Dalam Islam, pernikahan dianggap sah apabila telah terpenuhi rukun dan syarat pernikahan termasuk pencatatannya. Hal ini diatur Pasal 14 KHI jo Pasal 2 UU Perkawinan. 

 

Rukun

Syarat

Calon Suami

Muslim

Calon Istri

Muslimah/Kitabiah, dan bukan mahram (kelompok yang haram dinikahi) calon suami

Wali

Laki-laki, merdeka (bukan budak), berakal sehat, baligh, memiliki hak perwalian (orang tua laki-laki), dan muslim (calon isteri muslimah)

Saksi

Laki-laki, muslim, baligh, berakal sehat, adil (lurus agamanya), jumlahnya minimal dua orang saksi

Ijab dan Kabul

Ijab (penawaran) dan Kabul (persetujuan) bertemali.
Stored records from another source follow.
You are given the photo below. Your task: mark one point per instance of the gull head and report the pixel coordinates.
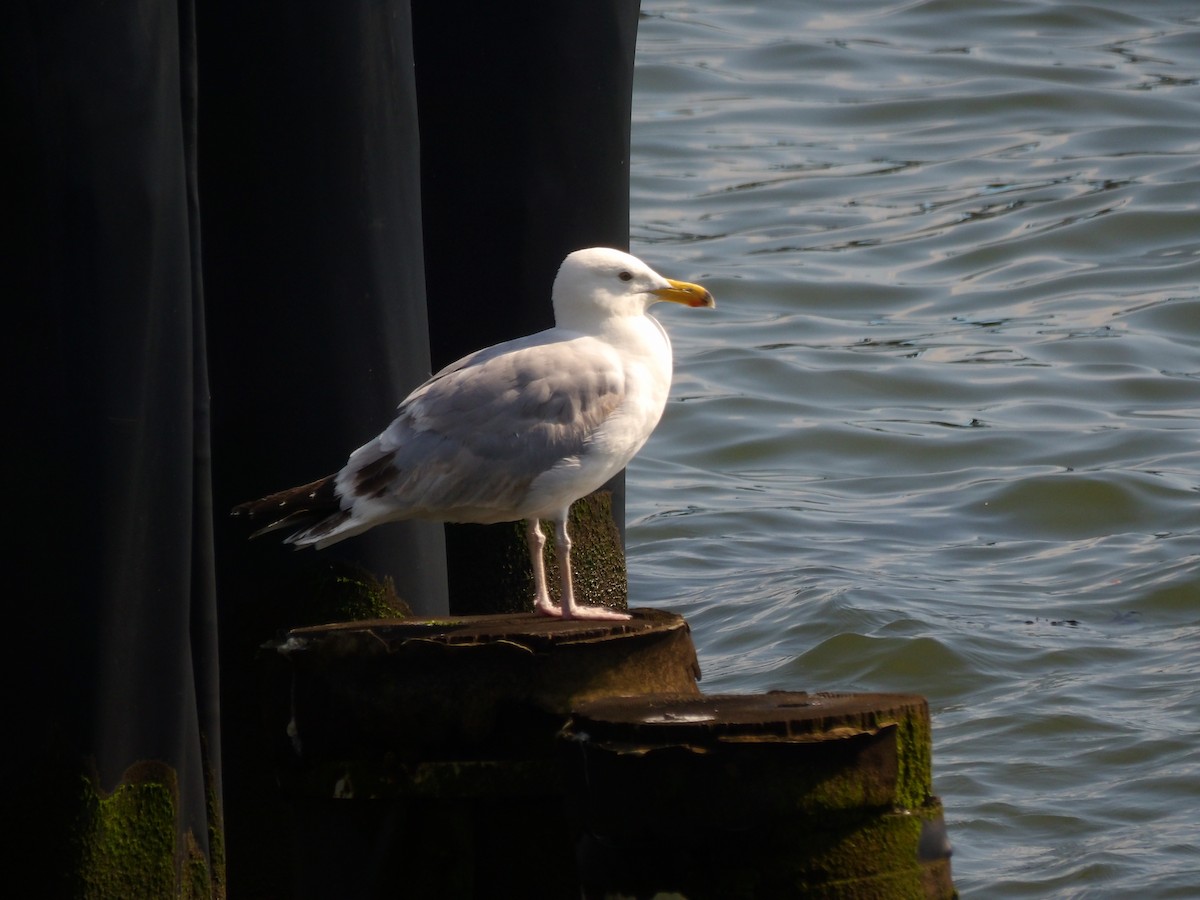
(604, 282)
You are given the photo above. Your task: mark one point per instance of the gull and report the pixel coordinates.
(517, 431)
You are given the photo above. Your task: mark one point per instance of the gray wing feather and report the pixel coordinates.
(479, 432)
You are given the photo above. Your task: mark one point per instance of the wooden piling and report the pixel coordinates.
(777, 795)
(438, 738)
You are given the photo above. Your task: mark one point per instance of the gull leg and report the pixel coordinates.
(570, 609)
(537, 541)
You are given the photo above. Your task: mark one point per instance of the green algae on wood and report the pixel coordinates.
(125, 841)
(778, 795)
(499, 579)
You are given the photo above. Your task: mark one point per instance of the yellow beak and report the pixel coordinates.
(681, 292)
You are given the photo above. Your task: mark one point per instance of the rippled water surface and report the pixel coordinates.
(942, 432)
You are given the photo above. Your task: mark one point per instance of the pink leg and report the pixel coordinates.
(537, 541)
(570, 609)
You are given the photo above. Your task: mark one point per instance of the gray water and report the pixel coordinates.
(942, 432)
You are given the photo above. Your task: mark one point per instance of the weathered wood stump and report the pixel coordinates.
(777, 795)
(448, 730)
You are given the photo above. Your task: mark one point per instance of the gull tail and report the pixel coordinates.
(313, 509)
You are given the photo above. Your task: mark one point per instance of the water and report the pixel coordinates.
(942, 432)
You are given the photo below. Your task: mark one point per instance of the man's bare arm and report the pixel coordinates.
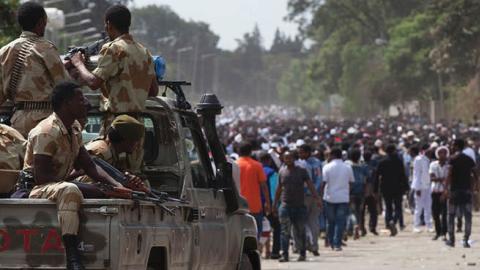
(84, 74)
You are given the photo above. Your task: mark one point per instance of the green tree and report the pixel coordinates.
(9, 29)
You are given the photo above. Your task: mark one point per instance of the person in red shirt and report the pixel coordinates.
(253, 184)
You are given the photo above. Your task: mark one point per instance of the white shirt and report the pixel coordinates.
(469, 152)
(440, 171)
(337, 176)
(421, 176)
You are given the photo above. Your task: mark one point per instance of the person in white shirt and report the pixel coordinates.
(421, 186)
(337, 177)
(438, 174)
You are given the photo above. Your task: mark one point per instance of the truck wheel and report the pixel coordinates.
(245, 263)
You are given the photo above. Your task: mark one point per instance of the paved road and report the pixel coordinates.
(405, 251)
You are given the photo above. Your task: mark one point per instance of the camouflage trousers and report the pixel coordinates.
(24, 121)
(134, 161)
(68, 198)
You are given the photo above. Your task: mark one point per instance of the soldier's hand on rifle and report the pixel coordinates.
(78, 59)
(134, 182)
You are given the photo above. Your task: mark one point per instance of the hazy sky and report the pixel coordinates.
(230, 19)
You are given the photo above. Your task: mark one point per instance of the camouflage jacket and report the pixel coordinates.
(128, 70)
(42, 69)
(12, 148)
(51, 138)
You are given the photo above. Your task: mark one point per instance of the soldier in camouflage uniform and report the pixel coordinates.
(30, 66)
(125, 72)
(122, 137)
(12, 151)
(54, 147)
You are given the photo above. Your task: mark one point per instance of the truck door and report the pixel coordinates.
(209, 225)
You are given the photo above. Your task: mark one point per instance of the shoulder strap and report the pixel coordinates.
(18, 67)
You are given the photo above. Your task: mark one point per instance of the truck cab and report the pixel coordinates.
(184, 158)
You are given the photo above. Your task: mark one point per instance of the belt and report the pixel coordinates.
(136, 115)
(33, 105)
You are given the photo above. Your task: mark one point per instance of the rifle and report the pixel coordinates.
(88, 50)
(139, 193)
(114, 192)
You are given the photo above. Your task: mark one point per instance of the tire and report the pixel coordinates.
(245, 263)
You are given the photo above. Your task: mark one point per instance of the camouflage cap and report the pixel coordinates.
(128, 127)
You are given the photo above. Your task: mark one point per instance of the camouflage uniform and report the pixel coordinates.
(42, 70)
(127, 69)
(50, 137)
(103, 148)
(12, 151)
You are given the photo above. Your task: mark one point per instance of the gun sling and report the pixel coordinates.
(18, 67)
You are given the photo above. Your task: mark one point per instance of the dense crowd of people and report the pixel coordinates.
(307, 177)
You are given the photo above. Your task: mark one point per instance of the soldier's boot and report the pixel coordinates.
(74, 262)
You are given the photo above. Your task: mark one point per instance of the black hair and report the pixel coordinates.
(367, 156)
(119, 16)
(245, 149)
(305, 147)
(263, 156)
(29, 14)
(355, 155)
(425, 147)
(415, 150)
(459, 143)
(62, 92)
(336, 153)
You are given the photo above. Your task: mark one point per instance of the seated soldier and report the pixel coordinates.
(12, 151)
(54, 148)
(123, 136)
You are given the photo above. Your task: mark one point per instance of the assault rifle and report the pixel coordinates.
(138, 193)
(88, 50)
(114, 192)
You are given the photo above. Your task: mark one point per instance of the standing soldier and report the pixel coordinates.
(30, 67)
(53, 147)
(125, 72)
(12, 150)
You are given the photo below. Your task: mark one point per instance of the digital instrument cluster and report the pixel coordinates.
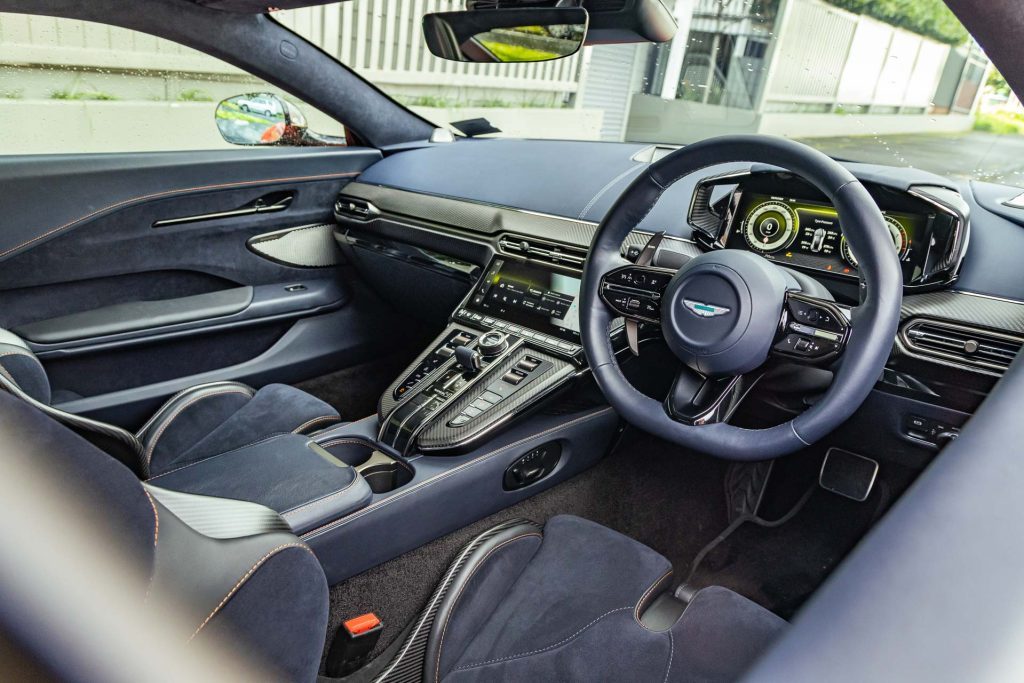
(809, 235)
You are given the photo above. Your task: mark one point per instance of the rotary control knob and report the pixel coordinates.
(493, 343)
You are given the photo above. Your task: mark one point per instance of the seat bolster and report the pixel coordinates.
(475, 591)
(212, 419)
(262, 588)
(720, 635)
(20, 366)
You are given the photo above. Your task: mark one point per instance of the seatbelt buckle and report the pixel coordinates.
(352, 644)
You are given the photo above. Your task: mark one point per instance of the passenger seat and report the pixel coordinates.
(195, 424)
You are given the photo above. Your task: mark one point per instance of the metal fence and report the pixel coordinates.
(829, 59)
(380, 39)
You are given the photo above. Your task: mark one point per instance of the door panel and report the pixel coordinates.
(125, 302)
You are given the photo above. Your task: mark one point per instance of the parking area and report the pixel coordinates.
(973, 155)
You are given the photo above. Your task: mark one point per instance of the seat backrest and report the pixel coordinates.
(19, 365)
(233, 567)
(23, 375)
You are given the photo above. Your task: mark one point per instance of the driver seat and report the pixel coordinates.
(577, 601)
(571, 600)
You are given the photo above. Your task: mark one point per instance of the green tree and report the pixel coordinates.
(997, 84)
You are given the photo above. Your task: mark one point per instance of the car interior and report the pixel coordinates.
(409, 402)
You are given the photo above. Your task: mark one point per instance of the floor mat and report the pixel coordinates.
(674, 501)
(656, 493)
(779, 566)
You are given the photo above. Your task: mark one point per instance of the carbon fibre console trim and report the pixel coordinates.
(409, 664)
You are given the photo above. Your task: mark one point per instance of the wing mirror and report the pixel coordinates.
(263, 118)
(492, 36)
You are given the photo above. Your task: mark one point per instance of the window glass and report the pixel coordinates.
(899, 82)
(71, 86)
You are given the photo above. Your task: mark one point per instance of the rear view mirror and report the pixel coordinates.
(260, 119)
(506, 35)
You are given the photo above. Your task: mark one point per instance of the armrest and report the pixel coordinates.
(289, 474)
(135, 315)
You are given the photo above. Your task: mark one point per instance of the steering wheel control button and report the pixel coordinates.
(635, 292)
(808, 313)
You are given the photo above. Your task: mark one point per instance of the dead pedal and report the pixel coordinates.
(848, 474)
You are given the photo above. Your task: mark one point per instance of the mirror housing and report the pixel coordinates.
(506, 36)
(262, 118)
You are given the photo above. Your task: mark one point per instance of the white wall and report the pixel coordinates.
(66, 127)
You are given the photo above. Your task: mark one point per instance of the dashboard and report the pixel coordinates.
(785, 220)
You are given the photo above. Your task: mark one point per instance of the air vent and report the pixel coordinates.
(702, 216)
(543, 251)
(347, 207)
(989, 351)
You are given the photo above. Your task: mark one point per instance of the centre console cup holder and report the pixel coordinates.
(381, 471)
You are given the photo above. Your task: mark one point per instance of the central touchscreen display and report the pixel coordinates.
(531, 296)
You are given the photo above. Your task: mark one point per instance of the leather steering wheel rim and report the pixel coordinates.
(871, 329)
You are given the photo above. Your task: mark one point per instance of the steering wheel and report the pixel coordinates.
(727, 312)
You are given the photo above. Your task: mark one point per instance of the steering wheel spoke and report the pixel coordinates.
(634, 292)
(698, 399)
(812, 331)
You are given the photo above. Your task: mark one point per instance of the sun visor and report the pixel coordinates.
(259, 6)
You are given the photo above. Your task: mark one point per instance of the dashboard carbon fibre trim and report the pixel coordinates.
(472, 216)
(964, 307)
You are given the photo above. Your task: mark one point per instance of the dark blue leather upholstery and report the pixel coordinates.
(263, 589)
(225, 416)
(566, 604)
(199, 422)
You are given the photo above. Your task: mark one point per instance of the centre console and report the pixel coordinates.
(512, 341)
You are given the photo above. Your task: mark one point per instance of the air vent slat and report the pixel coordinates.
(965, 345)
(542, 251)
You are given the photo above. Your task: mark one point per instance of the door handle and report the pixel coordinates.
(265, 204)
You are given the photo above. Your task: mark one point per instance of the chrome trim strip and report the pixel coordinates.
(1015, 202)
(244, 211)
(540, 214)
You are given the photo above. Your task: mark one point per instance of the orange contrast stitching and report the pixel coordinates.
(244, 579)
(160, 432)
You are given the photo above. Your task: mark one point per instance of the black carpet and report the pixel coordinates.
(654, 492)
(780, 566)
(672, 500)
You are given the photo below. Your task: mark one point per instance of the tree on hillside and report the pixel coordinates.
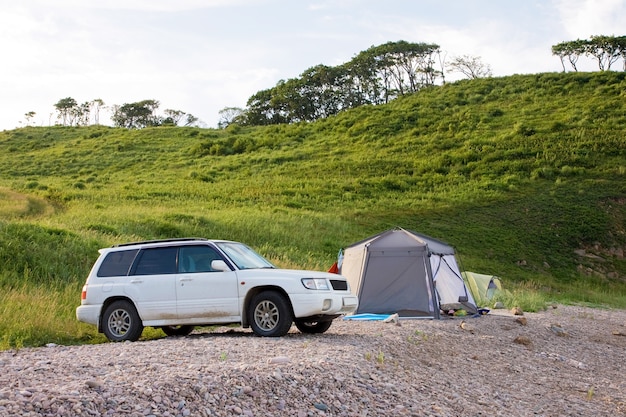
(606, 50)
(375, 76)
(191, 120)
(470, 66)
(172, 117)
(28, 116)
(136, 115)
(66, 109)
(96, 105)
(230, 115)
(571, 51)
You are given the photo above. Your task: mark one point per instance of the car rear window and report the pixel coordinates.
(156, 261)
(117, 263)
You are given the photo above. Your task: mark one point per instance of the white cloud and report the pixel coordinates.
(200, 56)
(583, 18)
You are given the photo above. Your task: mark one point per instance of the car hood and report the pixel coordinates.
(289, 273)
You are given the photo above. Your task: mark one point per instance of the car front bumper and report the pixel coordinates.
(88, 314)
(323, 303)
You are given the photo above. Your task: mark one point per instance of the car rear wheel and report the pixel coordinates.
(121, 322)
(177, 330)
(270, 314)
(313, 326)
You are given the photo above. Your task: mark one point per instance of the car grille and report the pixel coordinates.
(339, 285)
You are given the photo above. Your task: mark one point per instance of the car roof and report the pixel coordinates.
(162, 242)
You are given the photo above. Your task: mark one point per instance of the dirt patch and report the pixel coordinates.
(569, 364)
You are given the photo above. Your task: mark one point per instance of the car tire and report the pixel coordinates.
(269, 314)
(121, 322)
(313, 326)
(177, 330)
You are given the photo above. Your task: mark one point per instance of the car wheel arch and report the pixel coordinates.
(106, 305)
(256, 290)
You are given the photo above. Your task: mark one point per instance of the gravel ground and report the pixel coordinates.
(566, 361)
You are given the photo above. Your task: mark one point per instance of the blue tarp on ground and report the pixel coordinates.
(368, 316)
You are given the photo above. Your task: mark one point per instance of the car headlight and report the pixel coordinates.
(315, 283)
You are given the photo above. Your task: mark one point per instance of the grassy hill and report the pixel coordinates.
(524, 175)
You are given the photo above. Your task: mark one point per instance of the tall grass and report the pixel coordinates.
(518, 173)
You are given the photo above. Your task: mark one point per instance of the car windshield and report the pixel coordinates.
(243, 256)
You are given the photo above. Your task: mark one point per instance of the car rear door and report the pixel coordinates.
(152, 283)
(203, 294)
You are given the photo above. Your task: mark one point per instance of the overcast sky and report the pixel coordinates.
(200, 56)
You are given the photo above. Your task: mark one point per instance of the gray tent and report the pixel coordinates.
(399, 271)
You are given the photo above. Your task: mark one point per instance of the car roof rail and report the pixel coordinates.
(145, 242)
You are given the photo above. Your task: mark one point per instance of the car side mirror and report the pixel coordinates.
(219, 265)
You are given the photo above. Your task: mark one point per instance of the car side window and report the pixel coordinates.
(193, 259)
(117, 263)
(156, 261)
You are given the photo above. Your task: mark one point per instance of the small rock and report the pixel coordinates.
(516, 311)
(466, 327)
(93, 384)
(521, 320)
(321, 406)
(278, 359)
(558, 330)
(523, 340)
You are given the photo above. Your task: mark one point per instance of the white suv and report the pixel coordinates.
(177, 284)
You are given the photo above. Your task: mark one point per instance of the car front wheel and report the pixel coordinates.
(121, 322)
(177, 330)
(270, 314)
(313, 326)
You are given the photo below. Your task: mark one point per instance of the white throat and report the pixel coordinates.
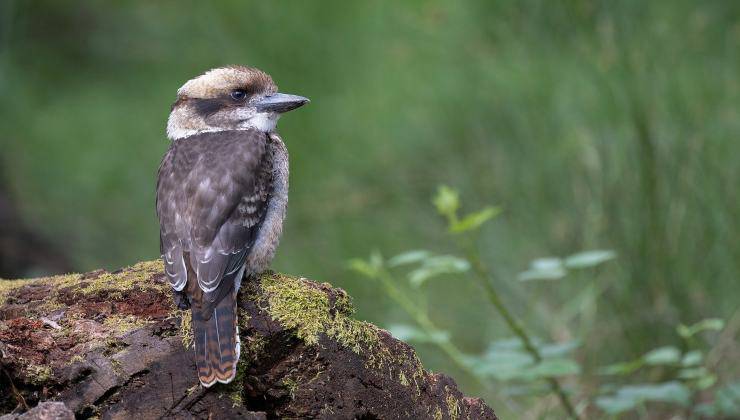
(179, 126)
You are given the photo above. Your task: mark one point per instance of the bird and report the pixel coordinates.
(221, 197)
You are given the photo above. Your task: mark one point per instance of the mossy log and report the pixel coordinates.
(112, 345)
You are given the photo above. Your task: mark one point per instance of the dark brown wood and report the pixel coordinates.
(113, 345)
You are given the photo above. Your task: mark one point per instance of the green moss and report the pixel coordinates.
(38, 374)
(121, 324)
(453, 405)
(186, 328)
(114, 285)
(299, 305)
(7, 285)
(291, 385)
(402, 379)
(437, 414)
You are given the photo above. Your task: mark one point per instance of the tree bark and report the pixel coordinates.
(113, 345)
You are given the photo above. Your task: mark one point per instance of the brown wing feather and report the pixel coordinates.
(212, 193)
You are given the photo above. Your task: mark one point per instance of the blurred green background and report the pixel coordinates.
(594, 124)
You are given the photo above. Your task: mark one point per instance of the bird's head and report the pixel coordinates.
(229, 98)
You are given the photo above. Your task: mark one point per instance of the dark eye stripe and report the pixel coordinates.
(238, 95)
(206, 107)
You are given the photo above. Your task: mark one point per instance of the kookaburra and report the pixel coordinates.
(222, 191)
Dua pihak yang berijab-kabul saling memahami pernyataan untuk menjalin pernikahan selamanya yang dinyatakan oleh pihak lain.

 

Selain jenis pernikahan yang sah sesuai UU Perkawinan dan aturan turunannya itu. dikenal jenis pernikahan lain seperti nikah sirri (kawin di bawah tangan), nikah kontrak, kawin gantung. Terdapat pula jenis pernikahan lain yang berasal dari tradisi bangsa Arab jahiliyah yang dilakukan masyarakat Indonesia seperti nikah syighar, nikah muhalil dan nikah ahli kitab. Tentu, berbagai istilah jenis perkawinan ini belum sepenuhnya dipahami masyarakat dari sisi pengertian termasuk halal atau haram pernikahan tersebut.  

 

Dosen Fakultas Syariah Universitas Negeri Islam Sunan Ampel, Surabaya, Jawa Timur, Abdus Salam Nawawi mengatakan beberapa jenis pernikahan sebagian diperbolehkan karena telah memenuhi rukun dan syarat pernikahan. Sementara sebagian jenis pernikahan lain dilarang atau haram dilakukan meski telah memenuhi rukun dan syaratnya.

 

Nawawi menjelaskan dilarangnya sebuah pernikahan dalam Islam karena melenceng dari tujuan pernikahan dalam Islam yakni mewujudkan kehidupan rumah tangga yang sakinah, mawaddah, dan rahmah. Menurut Nawawi, tujuan pernikahan tersebut dapat dilihat dari arti pernikahan itu sendiri.

 

“Pernikahan dalam Islam ialah akad antara seorang laki-laki dan seorang perempuan yang secara syar’i menghalalkan keduanya menjalin hubungan lahir batin sebagai suami-istri guna membentuk rumah tangga dan mewujudkan keturunan,” jelasnya.

 

Terdapat dua penyebab terjadinya pernikahan yang dilarang. Pertama, ketidaktahuan masyarakat terhadap ketentuan syariat Islam mengenai syarat dan rukun pernikahan. Kedua, karena kesengajaan untuk memenuhi hawa nafsu. Salah satu jenis pernikahan yang dilarang dalam Islam adalah nikah kontrak atau lazim disebut nikah mut’ah.

 

“Sebenarnya, pernikahan jenis ini (nikah mut’ah) pernah diizinkan Nabi Muhammad Shallallahu Alaihi Wassalam saat pasukan Muslim berperang terpisah jauh dari istrinya. Tujuan pernikahan ini agar pasukan Muslim tidak melakukan penyimpangan,” ujar Nawawi. Baca Juga: Meski Telat, Perjanjian Perkawinan Perlu Didaftarkan

 

Secara definisi, Nawawi menjelaskan nikah mut’ah adalah pernikahan berbatas waktu yang sifatnya sementara dan tidak untuk selamanya. Pernikahan ini diperselisihkan hukumnya antara kalangan ulama Sunni dan Syi’ah. Menurut ulama Sunni, nikah mut’ah dilarang (haram) sejak kaum Muslimin melakukan pembebasan kota Mekkah pada tahun 8 Hijriyah atau 629 masehi. Sedangkan menurut ajaran Syi’ah, nikah mut’ah masih dibolehkan atau tidak dilarang.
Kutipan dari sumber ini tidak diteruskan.